Technologies that support remote care make health systems strong and enable people to access healthcare in a variety of setups. We have covered numerous remote healthcare technologies here. For example, we covered this AI-powered device capable of taking important vitals for physicians who attend remote patients, and PeriWatch Vigilance to monitor mothers during delivery. Technologies supporting remote healthcare are great, but how much of healthcare could actually shift to remote setups?
A new report by McKinsey and Company has estimated from a survey of physicians who serve Medicare FFS and MA patients that care services worth $265 billion could shift to home by 2025. These numbers are specific to healthcare services under the US government’s Medicare program. The shift towards healthcare at home could be beneficial to healthcare facilities, physician groups, payers, Care at Home providers, investors, and even technology companies.

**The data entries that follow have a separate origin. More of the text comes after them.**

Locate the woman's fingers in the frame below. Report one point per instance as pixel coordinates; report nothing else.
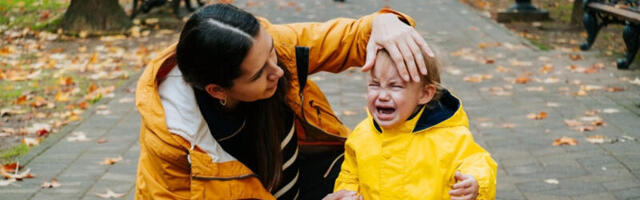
(409, 59)
(417, 54)
(398, 60)
(342, 194)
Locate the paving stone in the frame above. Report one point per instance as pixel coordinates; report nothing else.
(629, 193)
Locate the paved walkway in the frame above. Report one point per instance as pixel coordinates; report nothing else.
(528, 163)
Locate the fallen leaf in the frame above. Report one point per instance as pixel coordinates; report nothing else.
(125, 100)
(7, 182)
(348, 113)
(591, 112)
(575, 57)
(586, 128)
(102, 140)
(111, 161)
(16, 175)
(110, 194)
(53, 184)
(610, 110)
(596, 139)
(614, 89)
(546, 68)
(565, 141)
(12, 167)
(62, 96)
(538, 116)
(522, 79)
(573, 122)
(553, 104)
(635, 81)
(500, 68)
(598, 123)
(535, 89)
(552, 181)
(508, 125)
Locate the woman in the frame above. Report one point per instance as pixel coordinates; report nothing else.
(237, 118)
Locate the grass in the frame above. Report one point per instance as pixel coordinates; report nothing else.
(9, 155)
(30, 13)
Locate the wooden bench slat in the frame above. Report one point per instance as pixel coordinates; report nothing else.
(632, 16)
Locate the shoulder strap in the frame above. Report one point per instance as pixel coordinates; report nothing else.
(302, 64)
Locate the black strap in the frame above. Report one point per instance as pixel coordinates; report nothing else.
(302, 64)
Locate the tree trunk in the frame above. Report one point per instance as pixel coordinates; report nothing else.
(577, 13)
(96, 17)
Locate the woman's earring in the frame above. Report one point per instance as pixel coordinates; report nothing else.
(223, 102)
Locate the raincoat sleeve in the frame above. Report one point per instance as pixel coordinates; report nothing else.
(477, 162)
(348, 177)
(337, 44)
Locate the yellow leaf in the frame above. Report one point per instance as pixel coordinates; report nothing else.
(565, 141)
(62, 97)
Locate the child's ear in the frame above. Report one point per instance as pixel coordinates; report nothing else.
(428, 91)
(216, 91)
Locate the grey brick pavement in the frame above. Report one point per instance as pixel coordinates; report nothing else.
(525, 155)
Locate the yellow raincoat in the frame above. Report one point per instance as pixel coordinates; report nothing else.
(180, 159)
(417, 160)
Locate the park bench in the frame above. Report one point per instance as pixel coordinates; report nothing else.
(600, 13)
(146, 5)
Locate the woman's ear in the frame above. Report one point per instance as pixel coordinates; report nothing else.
(216, 91)
(428, 91)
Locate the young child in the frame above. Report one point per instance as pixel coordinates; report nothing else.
(415, 144)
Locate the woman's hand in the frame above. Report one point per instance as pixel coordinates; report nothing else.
(343, 195)
(466, 187)
(404, 44)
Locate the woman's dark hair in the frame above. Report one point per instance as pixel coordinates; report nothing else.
(213, 43)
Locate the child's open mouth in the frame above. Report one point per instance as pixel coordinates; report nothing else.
(385, 112)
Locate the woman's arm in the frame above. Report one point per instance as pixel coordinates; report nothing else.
(338, 44)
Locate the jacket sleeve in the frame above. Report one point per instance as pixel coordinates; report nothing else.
(337, 44)
(348, 177)
(477, 162)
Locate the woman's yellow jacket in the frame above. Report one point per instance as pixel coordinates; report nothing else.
(418, 159)
(180, 159)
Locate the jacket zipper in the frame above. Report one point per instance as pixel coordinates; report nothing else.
(224, 178)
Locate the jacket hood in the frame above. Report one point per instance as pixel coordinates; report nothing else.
(445, 112)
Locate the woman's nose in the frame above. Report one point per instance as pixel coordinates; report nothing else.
(383, 95)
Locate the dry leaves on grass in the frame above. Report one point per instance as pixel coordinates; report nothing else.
(111, 161)
(597, 139)
(477, 78)
(53, 184)
(565, 141)
(537, 116)
(30, 141)
(17, 175)
(78, 136)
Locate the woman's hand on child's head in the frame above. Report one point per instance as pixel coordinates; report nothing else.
(466, 187)
(404, 44)
(343, 195)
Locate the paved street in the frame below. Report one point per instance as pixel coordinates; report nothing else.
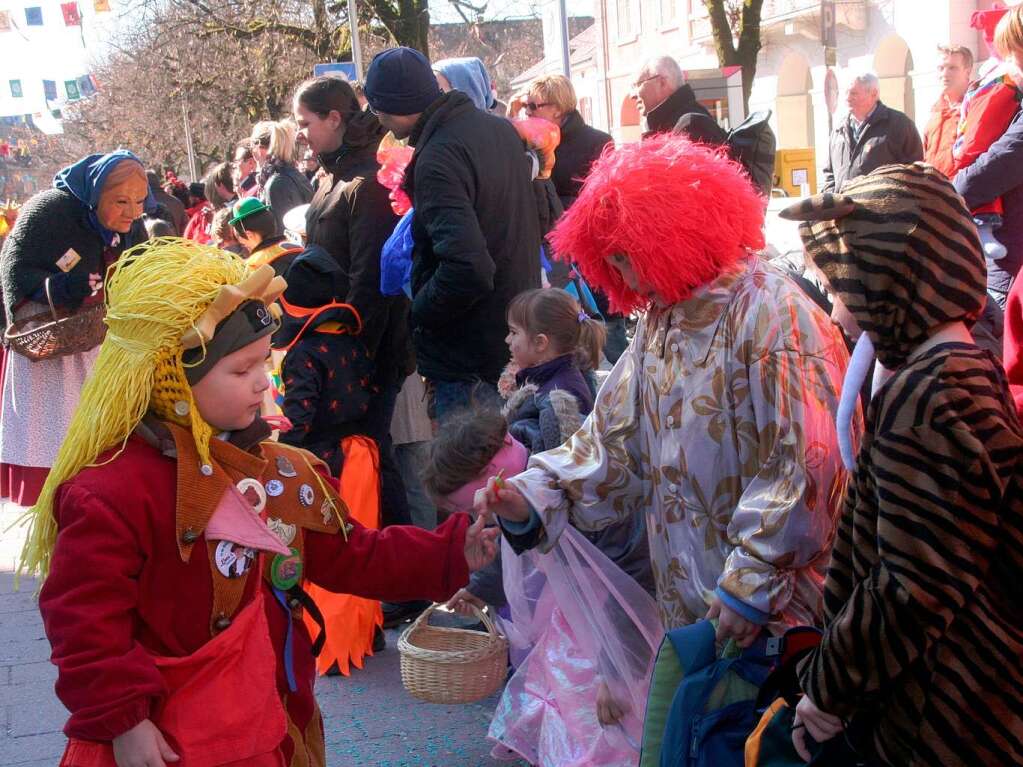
(369, 719)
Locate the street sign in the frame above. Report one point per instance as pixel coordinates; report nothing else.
(345, 69)
(831, 91)
(829, 30)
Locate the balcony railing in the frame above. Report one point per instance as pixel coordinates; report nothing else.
(773, 11)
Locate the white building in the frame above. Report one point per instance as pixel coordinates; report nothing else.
(896, 39)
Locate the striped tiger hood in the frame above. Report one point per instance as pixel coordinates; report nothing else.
(899, 247)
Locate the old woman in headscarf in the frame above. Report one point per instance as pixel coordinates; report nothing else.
(57, 253)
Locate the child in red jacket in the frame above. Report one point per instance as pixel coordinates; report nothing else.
(988, 107)
(174, 538)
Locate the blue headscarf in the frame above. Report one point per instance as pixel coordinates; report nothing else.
(85, 180)
(469, 76)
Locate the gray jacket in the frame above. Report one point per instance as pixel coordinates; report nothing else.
(889, 137)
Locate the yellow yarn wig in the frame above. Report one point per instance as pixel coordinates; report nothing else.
(156, 294)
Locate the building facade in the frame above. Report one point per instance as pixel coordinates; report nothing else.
(895, 39)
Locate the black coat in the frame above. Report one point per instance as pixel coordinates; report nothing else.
(666, 115)
(350, 217)
(477, 239)
(285, 188)
(889, 137)
(580, 145)
(327, 391)
(49, 224)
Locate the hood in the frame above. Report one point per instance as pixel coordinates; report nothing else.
(469, 76)
(899, 247)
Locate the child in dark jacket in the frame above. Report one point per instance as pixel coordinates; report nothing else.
(553, 346)
(326, 372)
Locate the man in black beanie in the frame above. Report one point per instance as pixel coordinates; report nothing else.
(477, 239)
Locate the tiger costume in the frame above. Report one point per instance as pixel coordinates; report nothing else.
(924, 639)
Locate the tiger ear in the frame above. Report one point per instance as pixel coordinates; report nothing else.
(825, 207)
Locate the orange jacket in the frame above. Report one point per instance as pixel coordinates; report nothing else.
(940, 135)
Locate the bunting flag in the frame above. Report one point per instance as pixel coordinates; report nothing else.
(86, 86)
(73, 17)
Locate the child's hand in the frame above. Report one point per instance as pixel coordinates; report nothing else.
(609, 710)
(821, 726)
(730, 625)
(481, 544)
(501, 499)
(142, 746)
(462, 599)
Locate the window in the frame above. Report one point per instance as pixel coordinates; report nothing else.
(668, 10)
(625, 21)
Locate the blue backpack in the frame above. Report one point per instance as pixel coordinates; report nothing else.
(714, 706)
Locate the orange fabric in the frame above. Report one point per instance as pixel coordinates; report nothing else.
(940, 135)
(222, 708)
(350, 620)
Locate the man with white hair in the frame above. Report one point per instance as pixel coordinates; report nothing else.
(874, 135)
(664, 97)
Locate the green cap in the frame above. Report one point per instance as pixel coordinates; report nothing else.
(246, 208)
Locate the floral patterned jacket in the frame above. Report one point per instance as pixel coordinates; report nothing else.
(718, 423)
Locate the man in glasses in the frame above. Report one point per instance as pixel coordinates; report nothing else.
(475, 231)
(664, 97)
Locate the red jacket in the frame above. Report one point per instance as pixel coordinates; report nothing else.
(120, 591)
(1013, 344)
(940, 135)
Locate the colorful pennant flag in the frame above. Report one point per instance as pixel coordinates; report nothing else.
(73, 17)
(86, 86)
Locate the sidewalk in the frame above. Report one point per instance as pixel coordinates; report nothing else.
(368, 718)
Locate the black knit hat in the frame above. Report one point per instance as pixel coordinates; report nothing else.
(401, 82)
(315, 280)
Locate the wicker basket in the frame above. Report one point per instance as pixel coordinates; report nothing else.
(452, 666)
(57, 332)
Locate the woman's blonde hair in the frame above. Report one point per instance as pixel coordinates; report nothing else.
(278, 138)
(1009, 33)
(554, 89)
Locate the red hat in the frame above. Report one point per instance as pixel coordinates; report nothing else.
(987, 20)
(682, 213)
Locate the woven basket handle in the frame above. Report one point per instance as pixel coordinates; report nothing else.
(484, 619)
(49, 299)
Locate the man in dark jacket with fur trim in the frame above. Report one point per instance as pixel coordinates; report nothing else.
(477, 240)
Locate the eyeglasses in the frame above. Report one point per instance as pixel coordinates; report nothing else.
(636, 85)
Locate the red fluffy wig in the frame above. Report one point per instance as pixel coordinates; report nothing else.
(682, 213)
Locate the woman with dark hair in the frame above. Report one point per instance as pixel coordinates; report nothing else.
(351, 218)
(58, 251)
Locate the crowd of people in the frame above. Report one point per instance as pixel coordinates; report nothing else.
(361, 361)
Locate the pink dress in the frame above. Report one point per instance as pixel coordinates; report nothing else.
(576, 620)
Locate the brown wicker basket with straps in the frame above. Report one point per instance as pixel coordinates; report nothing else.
(58, 331)
(452, 666)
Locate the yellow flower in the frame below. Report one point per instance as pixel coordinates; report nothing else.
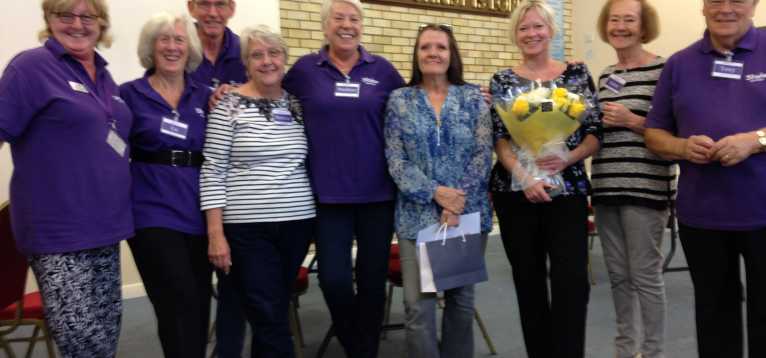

The survey report also discusses how pandemic-related factors promoted telehealth. About 40% of the survey population said they would continue to use telehealth. Keeping with the demand, new technologies are being introduced for remote care. By 2025, spending on in-home care is anticipated to grow by three to four times the current levels.
Some of the care services that could continue to shift to home include primary care, OPD consultations, urgent care, hospice, long-term care, infusions, and dialysis. At-home care could deliver higher-quality care, especially for the elderly, while letting them remain in a familiar and comfortable setting.
The survey estimates that about 25-35% primary care, 30-40% outpatient mental health and behavioral health visits, 20-25% outpatient specialist consultations, 20-30% acute care, and 15-20% emergency care could shift to home. Technology to offer these services already exists, and it’s only a matter of scaling them to serve larger numbers of patients.